O objetivo dos manifestantes de maio, portanto, à semelhança dos artistas de vanguarda, não era a tomada do poder aos burocratas, mas o de colocar em primeiro lugar a criação, colocar, isto sim, a imaginação do poder. Para estes artistas e manifestantes "a imagem da sociedade não é mais uma representação que fixa um conteúdo preciso, mas uma espécie de ato de criar uma imagem-ação", diz Willener. Recorde-se, aliás, Tzara, um dos fundadores do dada, que afirmava: "o que interessa a um dadaísta é sua própria maneira de viver". Ou seja, o poeta via o dada como uma forma de "poesia-ação" a arte desfazendo-se na vida: "nós não procuramos nada, nós afirmamos a vitalidade de cada instante".

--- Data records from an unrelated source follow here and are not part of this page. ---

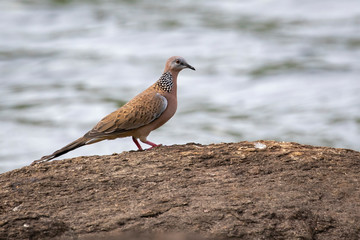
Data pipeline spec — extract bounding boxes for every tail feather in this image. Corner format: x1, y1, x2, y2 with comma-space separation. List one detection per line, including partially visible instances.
31, 137, 89, 165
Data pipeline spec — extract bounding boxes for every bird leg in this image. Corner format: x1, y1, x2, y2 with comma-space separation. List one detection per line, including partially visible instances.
133, 137, 143, 150
144, 141, 161, 149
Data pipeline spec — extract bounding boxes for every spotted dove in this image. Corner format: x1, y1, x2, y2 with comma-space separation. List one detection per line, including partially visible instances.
32, 56, 195, 164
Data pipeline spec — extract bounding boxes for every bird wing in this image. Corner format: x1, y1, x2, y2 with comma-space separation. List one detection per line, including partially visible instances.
85, 92, 168, 138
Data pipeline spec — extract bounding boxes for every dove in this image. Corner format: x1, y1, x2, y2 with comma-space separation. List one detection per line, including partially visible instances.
32, 56, 195, 164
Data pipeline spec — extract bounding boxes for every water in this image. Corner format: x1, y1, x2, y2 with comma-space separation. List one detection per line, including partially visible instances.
0, 0, 360, 172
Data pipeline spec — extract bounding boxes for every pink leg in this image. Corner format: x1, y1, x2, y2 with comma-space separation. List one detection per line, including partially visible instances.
133, 137, 142, 150
144, 141, 161, 149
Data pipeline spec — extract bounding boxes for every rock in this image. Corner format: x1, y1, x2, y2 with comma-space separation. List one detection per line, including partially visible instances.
0, 141, 360, 240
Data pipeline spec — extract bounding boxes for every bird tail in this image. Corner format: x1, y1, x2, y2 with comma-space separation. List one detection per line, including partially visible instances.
31, 137, 89, 165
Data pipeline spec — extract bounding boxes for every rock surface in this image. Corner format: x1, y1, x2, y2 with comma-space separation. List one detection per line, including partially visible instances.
0, 141, 360, 240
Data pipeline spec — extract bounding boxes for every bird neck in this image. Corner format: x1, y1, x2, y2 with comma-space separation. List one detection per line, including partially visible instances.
155, 71, 178, 93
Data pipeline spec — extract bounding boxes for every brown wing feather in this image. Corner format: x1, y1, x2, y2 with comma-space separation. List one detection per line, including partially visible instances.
85, 92, 167, 138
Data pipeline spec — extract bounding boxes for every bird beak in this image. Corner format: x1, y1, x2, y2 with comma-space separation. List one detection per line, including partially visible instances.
184, 63, 196, 71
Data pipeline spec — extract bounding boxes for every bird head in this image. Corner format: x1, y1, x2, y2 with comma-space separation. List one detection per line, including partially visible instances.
164, 56, 195, 72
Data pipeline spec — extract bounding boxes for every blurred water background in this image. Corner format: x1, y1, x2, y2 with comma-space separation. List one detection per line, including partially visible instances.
0, 0, 360, 172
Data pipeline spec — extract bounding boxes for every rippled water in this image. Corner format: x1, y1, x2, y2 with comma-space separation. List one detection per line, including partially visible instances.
0, 0, 360, 172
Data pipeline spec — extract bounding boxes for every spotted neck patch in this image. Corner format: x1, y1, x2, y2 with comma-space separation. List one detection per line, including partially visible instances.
156, 72, 174, 92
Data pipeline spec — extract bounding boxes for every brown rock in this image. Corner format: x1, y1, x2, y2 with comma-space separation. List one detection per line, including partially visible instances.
0, 141, 360, 240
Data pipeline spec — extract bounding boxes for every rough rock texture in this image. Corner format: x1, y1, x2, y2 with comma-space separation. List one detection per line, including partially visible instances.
0, 141, 360, 240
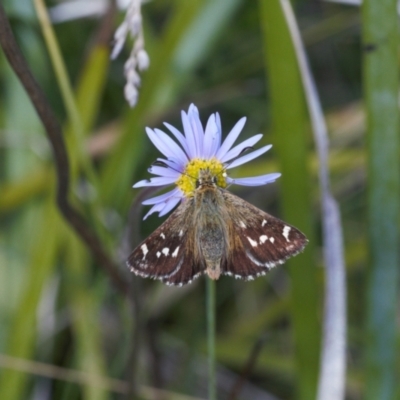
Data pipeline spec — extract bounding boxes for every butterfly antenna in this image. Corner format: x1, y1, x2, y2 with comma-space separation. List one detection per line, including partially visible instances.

E se todos fazem sua arte à sua maneira como afirmava Tzara "todo mundo é diretor do movimento dada". Se a criação automática proposta por Breton visava desarrumar o cotidiano lutar contra a "besta louca do consumo" razão tem Pierre Gallissaires para aproximar o dada e o surrealismo dos acontecimentos de maio e junho. "Se há uma similitude geral e surpreendente entre a denúncia e a reivindicação dadaísta e surrealista de um lado, e aquela de maio de 68 de outro, é o caráter geral de revolta para além da esfera material propriamente dita, econômica social"... A única reivindicação dos revolucionários sejam eles manifestantes de maio, dadaístas e surrealistas é a de poder criar livremente, sem peias e amarras, praticar o puro exercício de liberdade.